A Cure for Wellness (2017) is directed by Gore Verbinski and stars talented actors such as Dane DeHaan and Jason Isaacs.
A young, successful and unscrupulous business man (Lockhart, played by DeHaan) is forced by his board of directors to move to a sanatorium in Switzerland where he has to convince an older colleague (Roland Pembroke) to come back to New York and face some serious consequences of financial frauds committed by the company.
As soon as the protagonist gets up to the hill, at the castle-like recovery centre, it seems to him that something is off, out of place and, perhaps, it will not be easy to leave the sanatorium nor to ‘rescue’ Mr. Pembroke.
Most certainly the concept of unsettling asylums filled with uneven doctors (such as the director Mr. Volmer, portrayed by Isaacs) is not new, however, in A Cure for Wellness, it’s handled in such a unique and dreadful way that is impossible not to consider this film as a stand-alone product.
Definitely, the movie is reminiscing of The Shining and Shutter Island for many aspects – the build-up is similar to the Kubrick’s masterpiece, whilst DeHaan and DiCaprio’s character in Scorsese’s film follow alike paths. Nonetheless, the plot development as well as the way Lockhart progressively discovers the secrets of the structure make for an original movie which, honestly, has no benchmark in the history of cinema.
Moreover, the visuals are simply outstanding.
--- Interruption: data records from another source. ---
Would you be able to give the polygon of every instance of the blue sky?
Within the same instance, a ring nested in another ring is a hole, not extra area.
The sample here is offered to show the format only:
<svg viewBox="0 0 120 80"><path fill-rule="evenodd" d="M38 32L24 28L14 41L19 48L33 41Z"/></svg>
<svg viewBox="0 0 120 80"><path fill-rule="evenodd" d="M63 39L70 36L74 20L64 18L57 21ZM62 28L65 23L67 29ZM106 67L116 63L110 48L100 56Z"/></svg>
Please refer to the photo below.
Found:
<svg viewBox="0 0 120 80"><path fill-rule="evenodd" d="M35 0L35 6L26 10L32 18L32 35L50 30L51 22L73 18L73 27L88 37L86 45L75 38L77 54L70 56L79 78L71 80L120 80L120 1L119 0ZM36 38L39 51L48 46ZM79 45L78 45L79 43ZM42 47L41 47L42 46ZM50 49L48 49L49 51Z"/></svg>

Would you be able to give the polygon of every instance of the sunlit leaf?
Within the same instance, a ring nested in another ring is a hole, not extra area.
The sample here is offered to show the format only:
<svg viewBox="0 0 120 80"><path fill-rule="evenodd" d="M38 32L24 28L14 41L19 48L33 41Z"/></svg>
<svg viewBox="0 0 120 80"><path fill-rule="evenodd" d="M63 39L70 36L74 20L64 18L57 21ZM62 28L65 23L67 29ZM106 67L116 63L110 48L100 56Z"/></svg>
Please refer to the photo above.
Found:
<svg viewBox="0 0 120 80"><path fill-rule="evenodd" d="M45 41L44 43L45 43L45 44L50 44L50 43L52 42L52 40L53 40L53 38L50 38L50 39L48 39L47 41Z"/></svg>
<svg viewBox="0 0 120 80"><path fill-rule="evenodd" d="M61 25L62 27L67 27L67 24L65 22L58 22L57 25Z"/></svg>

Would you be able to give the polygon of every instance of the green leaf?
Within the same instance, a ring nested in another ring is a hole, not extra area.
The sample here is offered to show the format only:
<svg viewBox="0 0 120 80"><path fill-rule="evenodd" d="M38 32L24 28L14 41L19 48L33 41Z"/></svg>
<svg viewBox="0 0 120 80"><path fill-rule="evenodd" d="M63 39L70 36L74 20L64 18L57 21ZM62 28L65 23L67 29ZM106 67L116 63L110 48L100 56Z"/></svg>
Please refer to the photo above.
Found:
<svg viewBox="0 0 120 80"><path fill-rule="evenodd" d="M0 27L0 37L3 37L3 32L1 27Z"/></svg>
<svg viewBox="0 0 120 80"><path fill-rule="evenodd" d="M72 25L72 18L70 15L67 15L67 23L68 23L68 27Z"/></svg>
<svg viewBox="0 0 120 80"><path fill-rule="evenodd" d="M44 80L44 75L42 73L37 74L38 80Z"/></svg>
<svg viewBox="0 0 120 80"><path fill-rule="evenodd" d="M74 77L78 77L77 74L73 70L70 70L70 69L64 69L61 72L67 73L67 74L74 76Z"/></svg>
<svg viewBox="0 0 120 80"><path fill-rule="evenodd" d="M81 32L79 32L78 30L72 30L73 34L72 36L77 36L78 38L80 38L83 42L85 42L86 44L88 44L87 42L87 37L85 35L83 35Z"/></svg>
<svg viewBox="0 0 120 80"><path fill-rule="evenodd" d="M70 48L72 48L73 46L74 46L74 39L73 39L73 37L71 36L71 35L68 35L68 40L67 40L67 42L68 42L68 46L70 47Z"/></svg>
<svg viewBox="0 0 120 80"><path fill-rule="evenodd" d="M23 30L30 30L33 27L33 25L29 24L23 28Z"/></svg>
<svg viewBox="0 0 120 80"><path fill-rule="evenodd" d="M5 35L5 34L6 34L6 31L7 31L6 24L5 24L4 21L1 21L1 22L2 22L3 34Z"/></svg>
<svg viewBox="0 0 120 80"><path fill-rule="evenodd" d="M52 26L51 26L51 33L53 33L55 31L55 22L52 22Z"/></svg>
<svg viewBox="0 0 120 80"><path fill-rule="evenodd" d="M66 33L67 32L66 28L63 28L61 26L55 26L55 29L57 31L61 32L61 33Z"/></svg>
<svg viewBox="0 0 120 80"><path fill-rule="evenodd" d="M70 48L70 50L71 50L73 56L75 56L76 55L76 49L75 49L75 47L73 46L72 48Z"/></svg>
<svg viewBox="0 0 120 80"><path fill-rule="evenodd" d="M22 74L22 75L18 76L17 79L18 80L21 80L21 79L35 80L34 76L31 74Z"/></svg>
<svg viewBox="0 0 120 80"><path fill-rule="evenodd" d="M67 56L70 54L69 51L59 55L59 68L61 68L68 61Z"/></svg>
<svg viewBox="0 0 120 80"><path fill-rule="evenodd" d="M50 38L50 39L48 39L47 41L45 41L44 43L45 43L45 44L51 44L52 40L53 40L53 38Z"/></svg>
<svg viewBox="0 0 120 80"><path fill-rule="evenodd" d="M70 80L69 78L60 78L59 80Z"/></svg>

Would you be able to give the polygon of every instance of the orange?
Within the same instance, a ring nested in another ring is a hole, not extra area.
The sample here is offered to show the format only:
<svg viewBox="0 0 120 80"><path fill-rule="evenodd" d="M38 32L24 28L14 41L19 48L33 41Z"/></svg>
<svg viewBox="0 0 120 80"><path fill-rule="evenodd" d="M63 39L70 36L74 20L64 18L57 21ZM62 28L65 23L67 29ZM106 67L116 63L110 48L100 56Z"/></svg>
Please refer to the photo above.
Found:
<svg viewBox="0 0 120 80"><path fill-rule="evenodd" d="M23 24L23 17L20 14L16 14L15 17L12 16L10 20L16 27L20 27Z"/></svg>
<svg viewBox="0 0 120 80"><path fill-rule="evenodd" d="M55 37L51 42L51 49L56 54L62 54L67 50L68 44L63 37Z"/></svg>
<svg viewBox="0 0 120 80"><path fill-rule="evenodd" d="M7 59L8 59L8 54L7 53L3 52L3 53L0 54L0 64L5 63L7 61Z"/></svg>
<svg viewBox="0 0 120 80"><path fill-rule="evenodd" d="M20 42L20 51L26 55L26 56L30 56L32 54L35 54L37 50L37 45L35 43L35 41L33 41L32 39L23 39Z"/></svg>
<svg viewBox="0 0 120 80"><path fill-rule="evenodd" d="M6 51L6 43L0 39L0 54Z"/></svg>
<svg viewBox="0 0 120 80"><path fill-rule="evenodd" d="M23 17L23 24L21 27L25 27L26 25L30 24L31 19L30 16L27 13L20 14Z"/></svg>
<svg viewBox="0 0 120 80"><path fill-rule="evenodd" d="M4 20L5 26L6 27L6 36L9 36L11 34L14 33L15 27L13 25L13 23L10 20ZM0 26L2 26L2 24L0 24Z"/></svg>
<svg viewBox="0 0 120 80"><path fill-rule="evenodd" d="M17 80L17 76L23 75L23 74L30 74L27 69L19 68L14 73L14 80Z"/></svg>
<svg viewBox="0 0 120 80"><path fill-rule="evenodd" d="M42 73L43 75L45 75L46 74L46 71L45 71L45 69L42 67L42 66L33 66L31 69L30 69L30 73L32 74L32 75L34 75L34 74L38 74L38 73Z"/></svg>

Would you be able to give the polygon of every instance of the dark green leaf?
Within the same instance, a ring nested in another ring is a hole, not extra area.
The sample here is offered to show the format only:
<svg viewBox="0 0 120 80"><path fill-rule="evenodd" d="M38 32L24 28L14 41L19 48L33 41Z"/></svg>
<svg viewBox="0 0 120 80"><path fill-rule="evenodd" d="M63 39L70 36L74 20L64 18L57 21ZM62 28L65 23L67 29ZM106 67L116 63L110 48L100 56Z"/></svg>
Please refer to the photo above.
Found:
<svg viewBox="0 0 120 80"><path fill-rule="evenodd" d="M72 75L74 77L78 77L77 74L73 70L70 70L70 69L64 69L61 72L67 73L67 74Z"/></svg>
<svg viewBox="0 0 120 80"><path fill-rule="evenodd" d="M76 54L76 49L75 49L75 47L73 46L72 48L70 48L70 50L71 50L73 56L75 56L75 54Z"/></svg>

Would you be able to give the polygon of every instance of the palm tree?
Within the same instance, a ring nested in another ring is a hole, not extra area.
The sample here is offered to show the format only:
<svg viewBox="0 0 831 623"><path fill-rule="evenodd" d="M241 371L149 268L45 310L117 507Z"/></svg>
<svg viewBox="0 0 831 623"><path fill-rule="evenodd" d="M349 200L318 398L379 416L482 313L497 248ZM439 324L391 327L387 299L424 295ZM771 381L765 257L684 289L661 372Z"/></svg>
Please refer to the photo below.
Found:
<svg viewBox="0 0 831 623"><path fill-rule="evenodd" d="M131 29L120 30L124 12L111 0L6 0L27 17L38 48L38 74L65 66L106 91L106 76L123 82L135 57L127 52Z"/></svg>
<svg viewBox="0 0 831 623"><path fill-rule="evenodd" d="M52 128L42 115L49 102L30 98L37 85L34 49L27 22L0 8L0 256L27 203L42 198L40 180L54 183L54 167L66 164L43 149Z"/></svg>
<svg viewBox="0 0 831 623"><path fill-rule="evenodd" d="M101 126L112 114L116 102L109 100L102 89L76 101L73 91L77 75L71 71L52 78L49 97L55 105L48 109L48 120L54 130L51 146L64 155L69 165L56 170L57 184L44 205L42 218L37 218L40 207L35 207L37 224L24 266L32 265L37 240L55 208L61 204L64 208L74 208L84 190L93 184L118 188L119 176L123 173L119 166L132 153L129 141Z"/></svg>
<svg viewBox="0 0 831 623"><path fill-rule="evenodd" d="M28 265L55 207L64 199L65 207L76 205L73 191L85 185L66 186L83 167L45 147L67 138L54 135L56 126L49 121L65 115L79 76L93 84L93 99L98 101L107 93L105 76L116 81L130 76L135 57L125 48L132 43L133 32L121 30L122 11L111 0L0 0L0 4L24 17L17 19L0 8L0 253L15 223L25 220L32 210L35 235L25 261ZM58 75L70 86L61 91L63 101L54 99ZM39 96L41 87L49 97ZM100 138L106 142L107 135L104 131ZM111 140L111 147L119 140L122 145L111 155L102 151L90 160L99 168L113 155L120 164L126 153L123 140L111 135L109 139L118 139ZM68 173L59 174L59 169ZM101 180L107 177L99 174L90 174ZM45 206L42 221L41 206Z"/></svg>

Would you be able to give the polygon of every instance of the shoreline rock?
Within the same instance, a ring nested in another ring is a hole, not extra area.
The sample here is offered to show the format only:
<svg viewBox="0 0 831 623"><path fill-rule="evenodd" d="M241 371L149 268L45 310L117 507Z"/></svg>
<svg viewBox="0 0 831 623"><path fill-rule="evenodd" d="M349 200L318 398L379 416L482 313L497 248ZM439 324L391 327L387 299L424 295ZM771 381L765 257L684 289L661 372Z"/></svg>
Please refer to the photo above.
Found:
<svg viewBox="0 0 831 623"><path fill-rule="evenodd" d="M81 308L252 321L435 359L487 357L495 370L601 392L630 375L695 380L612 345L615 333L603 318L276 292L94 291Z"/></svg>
Verbinksi has always been a great visual director – for instance, the look and feel of The Ring, which I’m not a big fan of, are hands down the best part of that movie – and here he gets over himself, exceeding the brightest expectations. Every shot looks beautiful, the editing and camera work are immaculate and, sincerely, they are very close to those in The Shining, or at least closer than the other ‘horror’ movies made throughout the years.
A sharp eye may have noticed the ‘bunny ears’ around the word horror and that’s because A Cure for Wellness is not a straight-up horror movie by any means. Honestly, this film is so original that it would be unfair to restrain it within a single genre boundary. Most definitely, though, it’s a complex pile of puzzles which the viewer tries to solve through the eyes of the main character.
The characters, indeed, are both interestingly developed throughout the movie and amazingly portrayed by DeHaan as the protagonist and Isaacs as the villain. DeHaan, in particular, gave the best performance of his already brilliant career ever since Chronicle – which is the most underrated super-hero movie and the best one, except for the Nolan’s Batman trilogy, obviously. Mia Goth (Nymphomaniac Vol: II) is also in this movie, where she plays the creepy but innocent Hannah who, beyond being a ‘special case’ in the sanatorium, might also be the key to solve the mystery…
As per issues with this movie, I have only a couple. The biggest one concerns the exposition. Sure enough, the key-element of the ‘cure’ is depicted as something to be paying attention to since the very first sequences at the sanatorium, whilst it would have been better, in my opinion, to keep it more hidden and subtle.
In addition, this movie is long. Two hours and 26 minutes’ runtime, where the audience has to pay careful attention to every single detail given. Don’t get me wrong, I strongly prefer to watch complicated films than those where the viewer gets fed up and treated like a 15 years old idiot. Nevertheless, I am quite sure that A Cure for Wellness will make a lot of people really angry due to its slow pace which requires an unusual effort.
Furthermore, but here I’m probably nit-picking, a couple of scenes realised with the CGI would have been highly more effective if done with practical effects. Also, if it does make any sense, I would have preferred the ending to be less abrupt and hasty, to maintain the same tone throughout the entire film.
All in all, A Cure for Wellness exceeded my expectations by far (although it was on my most anticipated movies list) and it’s absolutely the best Verbinski’s movie so far. It’s probably not a masterpiece, nor something that will revolutionise the contemporary cinema, but I’m sure it will develop a cult and a clique of die-hard fans. And I’m already among them. Don’t miss it out, guys. Strongly recommended. Cheers!